Now all of these sounds tiring to me! Add to that two adorable kids that had come into my life to the equation. I was busy and tired, but most importantly I was decided to change things for better and I knew I needed to compromise for a little while before I could reach some of the goals I had. A gazillion years later, I earned my AS, yay! At that point even though a BA/BS was still the goal, it had been pushed to the back burner as I had finally gotten a job at the hotel with a regular schedule and banker hours, yay! Since then I have taken several classes of things that interest me: film photography class, health related classes, and just recently I took a graphic design class where I learned about the use of typography for digital imagery. As I mentioned at the beginning, I am working with a very respected company and if I chose to, I can have a great future here as an administrative professional. That is good news, but while I am not trying to diminish my own role, I don’t think it will be enough to satisfy my urge of challenge and continuous learning.
My current plan includes taking additional classes to become a personal trainer. My husband swears there is no future there but this is a passion of mine. I would enjoy very much helping others reach their fitness goals and become healthier. Also this is something I can do on the side. I will take more graphic design classes. Graphic design freelancer anyone? I enjoy very much creating invitations for my kid’s parties and not only I want to get better at that but also learn more about digital arts. And when my little ones are a bit older, I will enroll in a university, kick ass in class, and earn my next degree. Boom!

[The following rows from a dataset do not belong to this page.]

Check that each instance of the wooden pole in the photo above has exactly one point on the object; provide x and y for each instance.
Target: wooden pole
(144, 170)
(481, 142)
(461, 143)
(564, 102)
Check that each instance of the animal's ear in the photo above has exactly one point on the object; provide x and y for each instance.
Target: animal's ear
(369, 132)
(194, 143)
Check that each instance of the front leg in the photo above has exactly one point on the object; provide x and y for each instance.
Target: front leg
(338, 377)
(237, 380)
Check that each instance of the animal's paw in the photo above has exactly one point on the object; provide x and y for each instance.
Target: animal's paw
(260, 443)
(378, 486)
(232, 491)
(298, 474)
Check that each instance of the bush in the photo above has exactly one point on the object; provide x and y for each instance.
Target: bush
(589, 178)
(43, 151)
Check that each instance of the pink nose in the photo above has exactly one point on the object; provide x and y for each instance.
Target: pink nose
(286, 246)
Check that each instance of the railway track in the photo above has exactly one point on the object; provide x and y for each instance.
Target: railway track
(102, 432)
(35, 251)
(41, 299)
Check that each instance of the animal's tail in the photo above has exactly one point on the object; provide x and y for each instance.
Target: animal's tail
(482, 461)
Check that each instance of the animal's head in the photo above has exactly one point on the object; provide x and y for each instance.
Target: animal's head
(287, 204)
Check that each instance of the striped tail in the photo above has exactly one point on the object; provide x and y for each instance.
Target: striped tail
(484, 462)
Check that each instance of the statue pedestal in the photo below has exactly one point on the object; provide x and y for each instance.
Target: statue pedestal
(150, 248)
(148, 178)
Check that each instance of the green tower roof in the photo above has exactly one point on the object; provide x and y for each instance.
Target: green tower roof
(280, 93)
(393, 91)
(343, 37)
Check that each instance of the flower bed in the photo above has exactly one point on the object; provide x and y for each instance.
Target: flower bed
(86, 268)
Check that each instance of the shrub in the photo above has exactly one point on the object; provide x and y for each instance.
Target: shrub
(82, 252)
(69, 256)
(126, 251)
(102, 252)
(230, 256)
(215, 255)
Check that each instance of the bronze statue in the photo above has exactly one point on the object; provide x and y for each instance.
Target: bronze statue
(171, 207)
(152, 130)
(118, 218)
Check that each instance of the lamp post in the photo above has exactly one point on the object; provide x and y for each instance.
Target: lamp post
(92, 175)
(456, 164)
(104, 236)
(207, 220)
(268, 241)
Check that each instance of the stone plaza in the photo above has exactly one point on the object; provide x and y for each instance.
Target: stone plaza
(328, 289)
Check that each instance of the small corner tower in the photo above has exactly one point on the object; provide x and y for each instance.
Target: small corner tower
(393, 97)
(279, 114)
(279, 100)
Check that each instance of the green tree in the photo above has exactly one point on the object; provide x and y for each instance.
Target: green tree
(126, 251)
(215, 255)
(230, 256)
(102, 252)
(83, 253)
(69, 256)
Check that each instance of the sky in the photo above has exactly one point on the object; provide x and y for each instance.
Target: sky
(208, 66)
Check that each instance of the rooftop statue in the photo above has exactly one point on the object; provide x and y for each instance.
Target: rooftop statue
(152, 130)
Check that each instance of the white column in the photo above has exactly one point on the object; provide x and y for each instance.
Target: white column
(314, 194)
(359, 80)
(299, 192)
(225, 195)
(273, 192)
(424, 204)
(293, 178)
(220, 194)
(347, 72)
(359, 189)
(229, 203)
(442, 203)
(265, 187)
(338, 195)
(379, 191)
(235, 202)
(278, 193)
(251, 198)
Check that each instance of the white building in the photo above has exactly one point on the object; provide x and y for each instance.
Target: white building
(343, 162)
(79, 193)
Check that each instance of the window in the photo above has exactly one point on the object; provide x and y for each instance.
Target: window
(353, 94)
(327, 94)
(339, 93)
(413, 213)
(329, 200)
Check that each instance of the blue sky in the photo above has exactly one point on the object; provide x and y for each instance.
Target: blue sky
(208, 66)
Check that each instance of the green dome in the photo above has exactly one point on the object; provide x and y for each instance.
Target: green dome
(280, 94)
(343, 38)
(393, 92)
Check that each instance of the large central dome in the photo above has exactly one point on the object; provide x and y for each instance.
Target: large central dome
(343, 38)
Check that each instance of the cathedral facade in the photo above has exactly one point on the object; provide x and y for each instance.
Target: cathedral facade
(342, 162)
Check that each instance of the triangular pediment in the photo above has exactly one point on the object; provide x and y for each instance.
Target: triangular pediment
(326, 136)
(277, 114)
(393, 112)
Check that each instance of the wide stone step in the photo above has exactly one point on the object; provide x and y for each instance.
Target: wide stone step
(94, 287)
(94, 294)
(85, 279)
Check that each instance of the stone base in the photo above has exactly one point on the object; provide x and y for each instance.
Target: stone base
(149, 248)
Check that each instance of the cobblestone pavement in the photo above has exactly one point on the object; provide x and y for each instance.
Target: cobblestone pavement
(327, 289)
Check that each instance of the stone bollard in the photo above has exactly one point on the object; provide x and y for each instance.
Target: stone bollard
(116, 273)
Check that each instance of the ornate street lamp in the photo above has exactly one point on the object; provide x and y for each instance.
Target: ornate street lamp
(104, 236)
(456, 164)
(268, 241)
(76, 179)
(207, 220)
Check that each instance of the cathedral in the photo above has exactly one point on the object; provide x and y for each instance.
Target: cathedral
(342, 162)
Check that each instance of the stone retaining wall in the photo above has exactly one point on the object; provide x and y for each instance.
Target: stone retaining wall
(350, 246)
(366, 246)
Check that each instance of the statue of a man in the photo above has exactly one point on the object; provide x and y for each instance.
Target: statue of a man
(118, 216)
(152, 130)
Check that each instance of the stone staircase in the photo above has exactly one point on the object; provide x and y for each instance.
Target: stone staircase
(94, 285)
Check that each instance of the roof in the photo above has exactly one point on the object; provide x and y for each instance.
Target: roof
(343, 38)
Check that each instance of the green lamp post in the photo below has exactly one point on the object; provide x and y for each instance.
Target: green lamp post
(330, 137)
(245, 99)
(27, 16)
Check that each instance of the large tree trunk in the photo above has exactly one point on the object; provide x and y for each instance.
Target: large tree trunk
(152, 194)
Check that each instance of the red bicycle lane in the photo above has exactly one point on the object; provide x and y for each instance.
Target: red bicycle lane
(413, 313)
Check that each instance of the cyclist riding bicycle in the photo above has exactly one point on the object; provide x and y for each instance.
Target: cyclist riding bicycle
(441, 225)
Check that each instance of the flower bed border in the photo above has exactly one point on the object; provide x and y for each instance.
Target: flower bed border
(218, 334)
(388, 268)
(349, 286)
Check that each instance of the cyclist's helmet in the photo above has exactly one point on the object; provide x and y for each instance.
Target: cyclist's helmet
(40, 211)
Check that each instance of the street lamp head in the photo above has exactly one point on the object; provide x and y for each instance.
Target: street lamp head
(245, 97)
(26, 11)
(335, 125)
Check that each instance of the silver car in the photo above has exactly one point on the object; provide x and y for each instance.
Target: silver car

I find the idea to limit ourselves to one profession sad. Sure, you might be happy with what you do and I am sure you are really good at it too, but why not learn new things? Our brains are so amazingly capable of it and many people chose not to use that power. Educating ourselves in different topics is good because you don’t want to blindly believe, trust, or do what the others are doing without having your own opinion. I think educated people can easily mingle with anyone from any society level or background and find a topic that interests both. Let me be clear that you don’t want to do this to be a smart ass and think you are better than others. Do it because knowledge is power. Power to make informed decisions, informed comments, and even help others with your gift. You might be an amazing cake decorator but you don’t know that yet because you haven’t bothered to give it a try. You might have an artistic side that you haven’t explored and it deserves the opportunity to be shared with the world. I think the more you know, the more you bring into the world, the luckier we are to have you!